Nurses attend Sally Ann

Two registered nurses are setting up shop at the Salvation Army Chapel. The clinic will help "Yukoners who have no fixed address," said Health Minister Glenn Hart in a release Tuesday.

Two registered nurses are setting up shop at the Salvation Army Chapel.

The clinic will help “Yukoners who have no fixed address,” said Health Minister Glenn Hart in a release Tuesday.

“We get lots of street feet,” said shelter manager Judy Lightening.

That’s when her clients have been out walking all day, often in dirty socks, or no socks, and the skin wears off their feet and they get bad blisters.

“The nurses can help treat that,” she said.

They can also help encourage people to take their medications, said shelter worker Ryan A., sitting outside the Sally Ann on Tuesday afternoon.

“We try to convince people to go back on their meds, because it changes their personality,” he said.

“And maybe a nurse could explain the positive things about taking meds and why they were prescribed to them.”

Ryan A. has been at the shelter for eight years, and hasn’t seen too many “major situations.”

“Mostly people have seizures and are just sick with alcohol,” he said.

Nurses have set up clinics at the Sally Ann before, said Lightening. Kwanlin Dun First Nation used to send nurses, she said.

The new initiative is a partnership between Kwanlin Dun and the Yukon government.

The only issue was figuring out a spot for the clinic, said Lightening.

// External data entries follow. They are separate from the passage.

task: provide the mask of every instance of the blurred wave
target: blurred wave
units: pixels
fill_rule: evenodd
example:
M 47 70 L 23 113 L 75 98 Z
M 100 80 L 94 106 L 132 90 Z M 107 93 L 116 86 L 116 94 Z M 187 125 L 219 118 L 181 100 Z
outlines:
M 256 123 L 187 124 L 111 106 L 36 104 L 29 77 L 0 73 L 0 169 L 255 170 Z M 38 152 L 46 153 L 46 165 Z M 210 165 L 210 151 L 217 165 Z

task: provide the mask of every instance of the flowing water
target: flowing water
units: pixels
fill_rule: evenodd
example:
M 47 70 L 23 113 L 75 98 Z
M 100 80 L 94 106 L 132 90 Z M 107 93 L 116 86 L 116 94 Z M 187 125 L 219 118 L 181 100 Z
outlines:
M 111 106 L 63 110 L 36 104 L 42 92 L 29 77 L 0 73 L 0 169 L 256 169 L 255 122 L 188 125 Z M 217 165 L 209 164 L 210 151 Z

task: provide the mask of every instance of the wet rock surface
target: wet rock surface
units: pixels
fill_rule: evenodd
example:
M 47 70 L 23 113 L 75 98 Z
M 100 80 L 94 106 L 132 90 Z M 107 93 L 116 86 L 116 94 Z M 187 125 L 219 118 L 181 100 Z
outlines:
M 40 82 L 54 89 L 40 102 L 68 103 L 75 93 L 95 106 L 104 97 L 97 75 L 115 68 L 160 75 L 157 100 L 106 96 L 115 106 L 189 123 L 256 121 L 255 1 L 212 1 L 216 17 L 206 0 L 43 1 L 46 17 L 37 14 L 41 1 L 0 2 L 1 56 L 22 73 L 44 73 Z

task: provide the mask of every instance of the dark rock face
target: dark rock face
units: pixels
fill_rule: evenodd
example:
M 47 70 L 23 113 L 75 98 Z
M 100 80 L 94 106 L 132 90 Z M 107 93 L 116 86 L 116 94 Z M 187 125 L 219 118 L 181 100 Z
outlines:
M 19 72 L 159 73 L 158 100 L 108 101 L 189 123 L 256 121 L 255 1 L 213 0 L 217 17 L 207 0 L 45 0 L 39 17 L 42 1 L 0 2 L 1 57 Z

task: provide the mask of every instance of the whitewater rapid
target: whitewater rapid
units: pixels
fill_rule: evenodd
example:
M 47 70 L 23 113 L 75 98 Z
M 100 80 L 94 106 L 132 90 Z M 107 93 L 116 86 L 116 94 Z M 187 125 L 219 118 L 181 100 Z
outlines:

“The shelter is jam-packed,” she said. “So we talked about using the chapel.”

The problem with the chapel is it’s not in the shelter – it’s next door.

“There’s a lot of distractions between here and there,” she said.

But government has opted to use the chapel anyway, according to the release.

“It’s a familiar space,” said Salvation Army Captain Jeff Howard.

Many of the Salvation Army’s regulars have trouble keeping appointments, or have issues with transportation, he said.

Howard hopes, by bringing nurses to them, “it will help remove some of these obstacles, and help people be a little bit healthier.”

For years, Sally Ann regulars have frequented the Whitehorse hospital’s emergency room.

Now, with fewer doctors in the territory – many moved away after being denied permanent licences – things have worsened at the ER.

“The departure of several special-licence physicians and the closure of several walk-in clinics have left an increased number of individuals, particularly marginalized individuals, without access to health-care services except for those offered through the emergency department,” said the government release.

The new nursing clinic at the Sally Ann will run from 9 a.m. to noon on Wednesdays.